Green bonds for building

Ontario is launching a green bond program, making it the first government in Canada to do so. Green bonds were pioneered by the World Bank in 2008 as a tool to raise capital for environmental projects. The inaugural Ontario issue is expected to be $500 million. It will be used to fund the Eglinton Crosstown LRT in Toronto.


AMEC works on nuclear fusion

AMEC has won a contract to develop and manufacture a prototype panel to protect the core vacuum vessel for the ITER nuclear fusion reactor in Caderache, Southern France. The project aims to show the technical feasibility of nuclear fusion as a power source.


Stealthy wind turbines

Wind turbines can interfere with radar signals, making it difficult to distinguish them from low-flying aircraft. To avoid the problem, EDF Energies’ 96-MW wind farm in Perpignan, France will use Vesta turbines that have a coating similar to those used on stealth fighter jets. The coatings turn radar signals into heat.


ASHRAE eyes E-cigarettes and cannabis

Changes to ASHRAE’s Standard 62.1, Ventilation for Acceptable Indoor Air Quality in Buildings, are in store.
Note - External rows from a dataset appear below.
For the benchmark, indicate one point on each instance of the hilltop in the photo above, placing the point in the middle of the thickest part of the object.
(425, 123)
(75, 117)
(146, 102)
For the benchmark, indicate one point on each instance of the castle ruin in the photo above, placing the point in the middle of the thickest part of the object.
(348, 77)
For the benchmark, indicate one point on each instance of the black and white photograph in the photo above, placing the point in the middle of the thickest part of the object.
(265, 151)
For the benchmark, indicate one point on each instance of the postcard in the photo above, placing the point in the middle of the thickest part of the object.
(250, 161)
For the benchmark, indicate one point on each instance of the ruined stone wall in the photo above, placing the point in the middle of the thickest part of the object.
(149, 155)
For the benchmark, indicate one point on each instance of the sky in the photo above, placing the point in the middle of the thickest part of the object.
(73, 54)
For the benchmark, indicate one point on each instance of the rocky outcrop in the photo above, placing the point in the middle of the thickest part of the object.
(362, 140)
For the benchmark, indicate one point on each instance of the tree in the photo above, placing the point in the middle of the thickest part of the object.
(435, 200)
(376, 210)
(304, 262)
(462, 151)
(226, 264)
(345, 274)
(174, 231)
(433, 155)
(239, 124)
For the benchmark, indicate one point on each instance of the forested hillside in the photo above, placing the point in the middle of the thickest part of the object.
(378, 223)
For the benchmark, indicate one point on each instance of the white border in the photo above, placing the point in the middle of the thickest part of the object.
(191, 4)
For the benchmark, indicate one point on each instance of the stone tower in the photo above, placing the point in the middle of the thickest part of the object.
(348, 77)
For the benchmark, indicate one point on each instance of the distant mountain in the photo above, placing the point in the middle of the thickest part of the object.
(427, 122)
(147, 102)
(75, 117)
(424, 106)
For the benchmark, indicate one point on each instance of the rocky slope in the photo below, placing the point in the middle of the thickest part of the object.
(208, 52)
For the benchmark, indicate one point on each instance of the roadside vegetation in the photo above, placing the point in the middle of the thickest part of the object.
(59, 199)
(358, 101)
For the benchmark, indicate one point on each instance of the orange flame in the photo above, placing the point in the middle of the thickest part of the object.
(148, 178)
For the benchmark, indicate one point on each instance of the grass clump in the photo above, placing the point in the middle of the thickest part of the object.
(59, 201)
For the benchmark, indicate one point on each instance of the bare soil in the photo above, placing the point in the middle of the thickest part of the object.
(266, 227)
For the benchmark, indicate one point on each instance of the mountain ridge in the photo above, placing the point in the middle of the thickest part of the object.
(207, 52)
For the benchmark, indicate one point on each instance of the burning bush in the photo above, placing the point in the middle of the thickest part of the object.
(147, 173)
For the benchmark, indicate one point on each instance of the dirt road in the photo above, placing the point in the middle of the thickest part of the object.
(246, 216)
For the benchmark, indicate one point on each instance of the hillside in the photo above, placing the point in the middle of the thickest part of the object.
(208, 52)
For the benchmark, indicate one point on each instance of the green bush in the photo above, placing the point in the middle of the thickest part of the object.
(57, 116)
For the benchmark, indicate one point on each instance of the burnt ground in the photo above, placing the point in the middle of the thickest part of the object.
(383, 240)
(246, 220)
The changes recognize that the existing ventilation rate procedure in its IAQ standard may be difficult to apply in existing buildings.

Also open for public comment is an addendum to revise the definition of environmental tobacco smoke to include emissions from e-cigarettes and from smoking cannabis (now allowed by some jurisdictions).

ASHRAE is also proposing multiple compliance options for verifying the performance of the building envelope under Standard 90.1-2013.


Ontario allows taller wood-frame buildings

Starting January 1, 2015 Ontario’s building code will allow wood frame buildings up to six storeys high. Until now, they were only allowed in buildings up to four storeys. The province will also require that wood frame buildings include stairwells made of non-combustible materials and have roofs that are fire resistant.

Over 50 six-storey wood-frame buildings exist in B.C. since the province changed its building code to allow them in 2009.